The other night I watched The Man Who Shot Liberty Valance - a 1962 classic Western about character, integrity, courage, sacrifice and community. Seeing the choices the men made in the movie got me thinking about the place of character in our modern world.
The way I see it, every teaching, lesson, difficulty … every challenge you face throughout your life builds your character. Every choice you make shapes the kind of person you become, and it's cumulative. Your character is you - it's your legacy, your imprint, it's the impact you leave on others. In short, your character matters.
So what does good character look like? It's when a person's actions reflects more of their higher qualities than their lower ones. Meaning when someone acts more often from a place of courage, tolerance, respect, altruism, honesty, love, compassion or forgiveness than they do from cowardice, intolerance, disrespect, aggression, denial, defensiveness, pride or envy.
It sounds easy, but we all know it's far harder to be the better person in the complex relationships and situations of our lives, when our pride is burnt and our feelings hurt. Of course we all want to be treated fairly and justly. And there's the challenge, right there.
Are you able to transcend your lower impulses by making higher choices?

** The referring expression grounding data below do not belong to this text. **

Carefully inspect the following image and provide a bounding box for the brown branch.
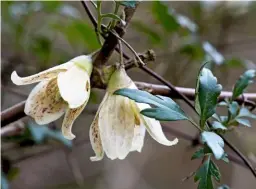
[135,82,256,106]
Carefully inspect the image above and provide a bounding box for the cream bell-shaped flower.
[11,55,93,140]
[89,67,178,161]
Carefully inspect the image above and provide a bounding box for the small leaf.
[212,121,227,130]
[141,107,187,121]
[194,156,214,189]
[201,131,224,160]
[232,69,256,100]
[198,68,222,128]
[119,1,138,8]
[235,118,251,127]
[237,107,256,119]
[228,101,239,118]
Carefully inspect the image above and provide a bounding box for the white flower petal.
[89,93,108,161]
[89,115,104,161]
[11,62,73,85]
[57,66,90,109]
[24,79,67,125]
[98,94,135,160]
[137,102,178,146]
[130,124,146,152]
[129,100,146,152]
[70,55,93,75]
[62,101,88,140]
[129,82,178,146]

Ultimately what creates character is the action you take despite how hard it is for you personally. Here are just a few character-building choices:
- the moral or ethical choice you make in an amoral/unfair/unethical situation, despite the personal cost.

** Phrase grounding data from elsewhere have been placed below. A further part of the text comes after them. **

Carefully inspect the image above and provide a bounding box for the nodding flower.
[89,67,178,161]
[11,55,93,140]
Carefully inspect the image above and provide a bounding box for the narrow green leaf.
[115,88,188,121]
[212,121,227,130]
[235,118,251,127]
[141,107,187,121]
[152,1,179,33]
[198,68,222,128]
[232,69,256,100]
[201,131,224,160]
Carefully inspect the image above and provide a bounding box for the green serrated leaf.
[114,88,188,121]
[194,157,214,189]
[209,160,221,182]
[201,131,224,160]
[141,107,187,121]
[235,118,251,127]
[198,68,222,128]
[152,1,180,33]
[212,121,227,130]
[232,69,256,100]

- putting your own needs aside for the welfare of others.
- the fierce conversation you have because it’s important to tell the truth.

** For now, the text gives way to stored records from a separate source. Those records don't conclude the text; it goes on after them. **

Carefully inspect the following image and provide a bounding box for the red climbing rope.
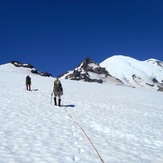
[64,108,104,163]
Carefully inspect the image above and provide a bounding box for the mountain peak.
[100,55,163,90]
[59,57,123,84]
[79,57,96,70]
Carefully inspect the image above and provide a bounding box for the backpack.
[54,80,62,92]
[26,76,31,83]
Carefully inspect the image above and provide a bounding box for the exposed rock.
[40,72,52,77]
[11,61,52,77]
[11,61,34,68]
[152,78,158,83]
[59,57,123,84]
[156,61,163,67]
[147,59,163,67]
[31,69,38,74]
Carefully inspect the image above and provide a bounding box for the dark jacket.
[26,76,31,84]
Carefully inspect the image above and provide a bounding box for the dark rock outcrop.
[11,61,34,68]
[11,61,52,77]
[152,78,158,83]
[59,57,122,84]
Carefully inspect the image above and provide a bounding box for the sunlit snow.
[0,63,163,163]
[100,55,163,89]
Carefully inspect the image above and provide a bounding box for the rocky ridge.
[11,61,52,77]
[59,57,123,84]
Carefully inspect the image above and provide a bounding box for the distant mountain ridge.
[59,55,163,91]
[11,61,52,77]
[1,55,163,91]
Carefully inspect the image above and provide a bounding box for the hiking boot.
[54,97,57,106]
[58,99,61,107]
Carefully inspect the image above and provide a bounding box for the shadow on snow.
[62,104,75,108]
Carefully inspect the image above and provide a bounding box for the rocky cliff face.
[11,61,52,77]
[59,57,123,84]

- standing up for someone who’s being mistreated.
- sometimes holding your tongue, when that’s the most compassionate action.
- giving into grief rather than pretending everything’s fine.
- learning from failure and not giving up.
- being kind and helpful because you can.
- facing the truth of a situation rather than denying it.
- being willing to forgive, let go and move on.
You build character when you take the highest, most evolved option at the choice points in your life, even when it hurts to do so.
Because you have that choice. You can take time to reflect and check in with yourself, with your truth, before making decisions. You can ask yourself the tough questions and be willing to see through all the defensive filters and walls your ego will throw up to get to what's true. To determine what's really going on. To discern the wisest course of action in any situation.
You have that wisdom within you - in your heart, but you have to choose to get out of your own way, and detach from the thoughts and emotions that will keep you from hearing it.
And whilst you can't control other people's behaviour or reactions, and you can't change the past, you can choose to take the higher ground from now on - that can be your legacy. You can make your next choice count. Because it is always a choice. And your choices matter, to you and to how you show up to others.
The choice points in our lives are the moments that stretch you to recognise your vulnerability, that you don’t always get it right, and neither do the people around you. And sometimes you get let down by others, sometimes it’s desperately unfair, and sometimes you're the one being unreasonable. We're just human at the end of the day.
But it's when you continue to lean into your life, no matter what has come before, and keep your heart open despite past hurts, that you strengthen character. It's when you’re willing to learn from past mistakes, and take responsibility for your part in it all, that you build character.
You can do all the personal development in the world, but the true test of your character is how you show up in difficult situations. No one else may give it much fanfare - because daily life keeps us well distracted. But we all recognise good character when we see it. We all want to be surrounded by people of good character, who will do the right thing by us. That is far more valuable and precious than any outward marker of success.